“Do pão ao vinho”

Na semana passada fiz um percurso pedestre no Concelho do Sardoal intitulado “Do pão ao vinho”.

O ponto de partida deste percurso começa num local que conheço, pelo menos, há uns 17 anos, fica perto da Cabeça das Mós, apesar de bonito tem algo de diferente.

Lá num recanto continua erguida a Capela da Nª. Senhora da Lapa construída no séc. XVII pela Ordem do Abade João Cansado.
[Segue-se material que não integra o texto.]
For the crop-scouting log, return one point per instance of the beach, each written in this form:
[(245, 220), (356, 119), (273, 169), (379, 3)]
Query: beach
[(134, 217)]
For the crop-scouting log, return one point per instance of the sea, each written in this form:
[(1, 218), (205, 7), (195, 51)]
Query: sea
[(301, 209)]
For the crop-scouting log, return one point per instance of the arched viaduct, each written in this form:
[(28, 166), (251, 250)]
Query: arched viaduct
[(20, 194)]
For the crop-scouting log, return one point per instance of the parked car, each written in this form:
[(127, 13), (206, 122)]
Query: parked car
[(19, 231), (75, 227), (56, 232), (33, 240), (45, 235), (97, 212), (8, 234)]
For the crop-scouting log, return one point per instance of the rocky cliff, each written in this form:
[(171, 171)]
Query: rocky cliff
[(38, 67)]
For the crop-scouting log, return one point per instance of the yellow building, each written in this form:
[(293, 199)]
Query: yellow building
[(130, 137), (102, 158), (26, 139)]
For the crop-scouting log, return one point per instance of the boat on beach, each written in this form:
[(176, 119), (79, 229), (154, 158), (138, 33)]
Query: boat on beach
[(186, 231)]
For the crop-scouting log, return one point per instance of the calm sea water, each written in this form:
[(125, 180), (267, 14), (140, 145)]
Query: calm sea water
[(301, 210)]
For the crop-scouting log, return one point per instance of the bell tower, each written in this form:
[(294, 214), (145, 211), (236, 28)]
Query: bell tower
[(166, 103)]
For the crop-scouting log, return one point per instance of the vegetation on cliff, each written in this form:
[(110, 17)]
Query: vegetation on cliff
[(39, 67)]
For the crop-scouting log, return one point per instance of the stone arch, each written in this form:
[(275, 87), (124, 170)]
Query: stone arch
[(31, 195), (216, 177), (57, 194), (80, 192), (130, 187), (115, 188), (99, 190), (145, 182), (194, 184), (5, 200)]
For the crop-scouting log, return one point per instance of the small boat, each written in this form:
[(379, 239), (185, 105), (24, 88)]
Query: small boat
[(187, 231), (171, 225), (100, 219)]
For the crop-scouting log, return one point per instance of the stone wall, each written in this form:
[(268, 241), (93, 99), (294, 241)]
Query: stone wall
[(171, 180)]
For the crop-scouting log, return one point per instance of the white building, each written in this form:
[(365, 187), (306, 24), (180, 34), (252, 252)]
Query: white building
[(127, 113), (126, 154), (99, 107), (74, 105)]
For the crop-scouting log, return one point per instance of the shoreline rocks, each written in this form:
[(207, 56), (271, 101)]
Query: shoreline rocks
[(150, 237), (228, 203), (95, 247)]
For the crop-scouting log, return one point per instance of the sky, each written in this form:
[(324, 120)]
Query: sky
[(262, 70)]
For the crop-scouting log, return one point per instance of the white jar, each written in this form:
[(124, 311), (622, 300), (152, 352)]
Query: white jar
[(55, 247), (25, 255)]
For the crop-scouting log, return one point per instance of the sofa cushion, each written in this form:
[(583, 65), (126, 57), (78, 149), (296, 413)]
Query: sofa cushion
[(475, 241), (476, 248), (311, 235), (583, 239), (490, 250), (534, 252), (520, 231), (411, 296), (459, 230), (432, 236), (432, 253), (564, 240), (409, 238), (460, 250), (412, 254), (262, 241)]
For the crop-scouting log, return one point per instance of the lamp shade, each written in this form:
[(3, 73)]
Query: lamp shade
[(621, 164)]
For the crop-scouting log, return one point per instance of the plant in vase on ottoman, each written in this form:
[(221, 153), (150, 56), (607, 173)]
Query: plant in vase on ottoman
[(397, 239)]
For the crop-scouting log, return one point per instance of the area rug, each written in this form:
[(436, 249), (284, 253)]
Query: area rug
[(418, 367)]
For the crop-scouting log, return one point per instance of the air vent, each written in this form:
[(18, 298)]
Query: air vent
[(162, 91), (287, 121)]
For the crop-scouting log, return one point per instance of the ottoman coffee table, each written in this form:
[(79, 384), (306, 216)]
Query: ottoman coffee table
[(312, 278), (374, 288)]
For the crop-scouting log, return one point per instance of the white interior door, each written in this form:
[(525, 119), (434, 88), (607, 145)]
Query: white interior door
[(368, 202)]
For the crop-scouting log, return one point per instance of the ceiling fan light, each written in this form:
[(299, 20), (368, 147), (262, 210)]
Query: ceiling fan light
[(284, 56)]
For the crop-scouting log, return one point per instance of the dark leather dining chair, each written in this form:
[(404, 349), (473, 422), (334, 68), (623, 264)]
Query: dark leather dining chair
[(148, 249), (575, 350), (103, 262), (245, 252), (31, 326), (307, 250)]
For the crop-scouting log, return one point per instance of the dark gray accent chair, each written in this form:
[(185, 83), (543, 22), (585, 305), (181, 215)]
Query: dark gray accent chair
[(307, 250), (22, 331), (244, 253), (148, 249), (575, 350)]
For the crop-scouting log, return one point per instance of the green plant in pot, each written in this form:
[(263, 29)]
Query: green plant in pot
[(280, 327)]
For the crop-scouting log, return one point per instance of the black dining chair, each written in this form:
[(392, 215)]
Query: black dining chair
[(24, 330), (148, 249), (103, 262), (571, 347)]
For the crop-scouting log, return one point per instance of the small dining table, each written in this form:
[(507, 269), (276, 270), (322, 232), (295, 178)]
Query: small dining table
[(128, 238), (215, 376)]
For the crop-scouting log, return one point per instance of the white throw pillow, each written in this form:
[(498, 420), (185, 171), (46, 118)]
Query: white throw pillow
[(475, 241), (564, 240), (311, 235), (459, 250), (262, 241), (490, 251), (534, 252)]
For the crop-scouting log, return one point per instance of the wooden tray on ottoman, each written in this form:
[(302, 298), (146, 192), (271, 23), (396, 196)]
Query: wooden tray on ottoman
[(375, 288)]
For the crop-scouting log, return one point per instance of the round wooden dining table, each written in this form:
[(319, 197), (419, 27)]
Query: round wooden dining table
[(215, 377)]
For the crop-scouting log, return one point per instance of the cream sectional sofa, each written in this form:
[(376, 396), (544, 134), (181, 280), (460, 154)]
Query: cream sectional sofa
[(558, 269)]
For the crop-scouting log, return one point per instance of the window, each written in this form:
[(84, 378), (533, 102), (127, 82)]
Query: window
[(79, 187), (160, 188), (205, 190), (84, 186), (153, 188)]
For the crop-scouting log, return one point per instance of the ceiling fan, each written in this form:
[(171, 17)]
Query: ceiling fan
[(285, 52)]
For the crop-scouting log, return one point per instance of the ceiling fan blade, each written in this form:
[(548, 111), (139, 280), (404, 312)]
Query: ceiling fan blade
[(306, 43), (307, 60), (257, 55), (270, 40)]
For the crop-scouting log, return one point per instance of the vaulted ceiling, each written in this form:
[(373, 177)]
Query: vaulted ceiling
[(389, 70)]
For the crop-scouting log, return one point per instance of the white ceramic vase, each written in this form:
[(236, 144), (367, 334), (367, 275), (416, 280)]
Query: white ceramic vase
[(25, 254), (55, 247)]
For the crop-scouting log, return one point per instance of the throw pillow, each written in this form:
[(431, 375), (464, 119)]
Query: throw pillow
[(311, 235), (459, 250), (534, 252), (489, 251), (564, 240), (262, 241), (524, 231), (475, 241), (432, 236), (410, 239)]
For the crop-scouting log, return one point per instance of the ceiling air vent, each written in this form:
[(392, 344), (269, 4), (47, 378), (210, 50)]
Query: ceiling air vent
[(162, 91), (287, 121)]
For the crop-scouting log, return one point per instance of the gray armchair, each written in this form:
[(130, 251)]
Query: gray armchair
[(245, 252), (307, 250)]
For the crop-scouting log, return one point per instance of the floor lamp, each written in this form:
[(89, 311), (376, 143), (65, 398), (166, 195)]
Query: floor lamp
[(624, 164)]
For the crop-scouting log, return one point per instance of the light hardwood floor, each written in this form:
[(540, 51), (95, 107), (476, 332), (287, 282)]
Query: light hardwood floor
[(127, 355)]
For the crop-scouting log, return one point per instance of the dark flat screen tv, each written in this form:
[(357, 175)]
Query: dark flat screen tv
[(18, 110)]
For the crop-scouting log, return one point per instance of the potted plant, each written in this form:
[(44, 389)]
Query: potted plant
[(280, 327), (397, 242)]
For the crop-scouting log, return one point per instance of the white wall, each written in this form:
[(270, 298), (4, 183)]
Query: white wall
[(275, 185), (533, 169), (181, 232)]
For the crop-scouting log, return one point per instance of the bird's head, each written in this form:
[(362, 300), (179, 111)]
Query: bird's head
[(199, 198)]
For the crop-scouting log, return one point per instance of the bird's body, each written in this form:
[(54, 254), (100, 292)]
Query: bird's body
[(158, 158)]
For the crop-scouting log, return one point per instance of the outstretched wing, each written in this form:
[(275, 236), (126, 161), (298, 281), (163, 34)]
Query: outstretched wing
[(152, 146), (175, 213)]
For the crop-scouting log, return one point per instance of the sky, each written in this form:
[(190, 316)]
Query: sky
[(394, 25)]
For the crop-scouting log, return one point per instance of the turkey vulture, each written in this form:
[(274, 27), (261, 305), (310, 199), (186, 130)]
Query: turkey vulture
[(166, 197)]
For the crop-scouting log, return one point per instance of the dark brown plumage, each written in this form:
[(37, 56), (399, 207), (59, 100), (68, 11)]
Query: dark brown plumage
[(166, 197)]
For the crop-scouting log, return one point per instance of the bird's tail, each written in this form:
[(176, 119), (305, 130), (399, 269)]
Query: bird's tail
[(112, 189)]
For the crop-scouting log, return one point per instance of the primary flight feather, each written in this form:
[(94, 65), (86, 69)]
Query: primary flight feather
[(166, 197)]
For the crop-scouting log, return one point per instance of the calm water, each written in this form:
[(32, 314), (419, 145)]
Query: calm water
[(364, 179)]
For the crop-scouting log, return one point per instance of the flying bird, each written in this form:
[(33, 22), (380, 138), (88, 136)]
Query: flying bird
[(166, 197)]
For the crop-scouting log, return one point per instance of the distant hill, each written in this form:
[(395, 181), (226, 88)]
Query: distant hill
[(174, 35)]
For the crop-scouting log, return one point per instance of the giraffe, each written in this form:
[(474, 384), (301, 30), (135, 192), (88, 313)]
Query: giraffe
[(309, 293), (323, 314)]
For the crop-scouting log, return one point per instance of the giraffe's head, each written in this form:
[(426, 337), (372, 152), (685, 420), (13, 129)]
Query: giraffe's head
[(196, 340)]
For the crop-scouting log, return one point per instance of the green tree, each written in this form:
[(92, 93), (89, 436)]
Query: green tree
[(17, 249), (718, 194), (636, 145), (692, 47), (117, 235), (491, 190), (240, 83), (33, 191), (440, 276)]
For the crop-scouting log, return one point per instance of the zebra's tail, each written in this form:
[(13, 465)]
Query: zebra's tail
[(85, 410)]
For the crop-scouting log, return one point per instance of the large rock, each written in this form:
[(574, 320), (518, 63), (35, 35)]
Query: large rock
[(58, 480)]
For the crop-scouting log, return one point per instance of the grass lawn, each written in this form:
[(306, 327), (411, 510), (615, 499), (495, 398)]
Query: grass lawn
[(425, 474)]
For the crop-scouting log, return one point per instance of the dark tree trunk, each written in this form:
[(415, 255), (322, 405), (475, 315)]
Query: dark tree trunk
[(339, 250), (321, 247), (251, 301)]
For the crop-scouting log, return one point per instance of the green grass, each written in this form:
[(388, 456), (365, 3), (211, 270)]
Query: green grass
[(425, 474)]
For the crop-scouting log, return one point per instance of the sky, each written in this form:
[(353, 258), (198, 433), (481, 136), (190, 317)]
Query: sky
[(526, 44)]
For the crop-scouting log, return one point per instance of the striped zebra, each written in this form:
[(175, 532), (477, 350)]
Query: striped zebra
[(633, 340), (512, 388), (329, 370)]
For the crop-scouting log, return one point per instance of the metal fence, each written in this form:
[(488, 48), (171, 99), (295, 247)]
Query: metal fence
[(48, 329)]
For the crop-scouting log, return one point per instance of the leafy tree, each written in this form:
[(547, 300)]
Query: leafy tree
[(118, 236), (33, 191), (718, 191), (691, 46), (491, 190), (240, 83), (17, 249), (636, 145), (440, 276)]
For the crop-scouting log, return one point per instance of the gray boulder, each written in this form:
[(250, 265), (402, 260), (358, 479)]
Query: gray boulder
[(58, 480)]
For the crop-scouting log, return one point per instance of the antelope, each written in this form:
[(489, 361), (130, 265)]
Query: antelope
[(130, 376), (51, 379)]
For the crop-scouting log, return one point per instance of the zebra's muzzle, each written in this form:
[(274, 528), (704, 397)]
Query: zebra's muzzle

Um edifício classificado como Imóvel de Interesse Público.

Num olhar mais atento reparo que parte do telhado desabou, algo que me desagradou mas vou tentar divulgar o assunto para que algo seja feito.

Naquele lugar ribeirinho muitas são as aves que consigo escutar, entre elas pica-paus, piscos, melros, entre muitas outras.

Muito arvoredo, mas entre elas estão algumas invasoras e as ácacias são as piores de todas, também encontro por lá a tintureira Phytolacca americana, mas também autóctones como o amieiro, choupo-negro, sanguinho-de-água entre muitas outras.

Por entre as folhas de uma tintureira espreita uma corriola-campestre Convolvulus arvensis.

Continuando o percurso encontro uma pequena ponte, não encontro referências mas tem um aspecto antigo.

Mais acima um pequeno canavial Arundo donax, mais uma espécie invasora, esta proveniente da parte ocidental da Europa e do continente Asiático.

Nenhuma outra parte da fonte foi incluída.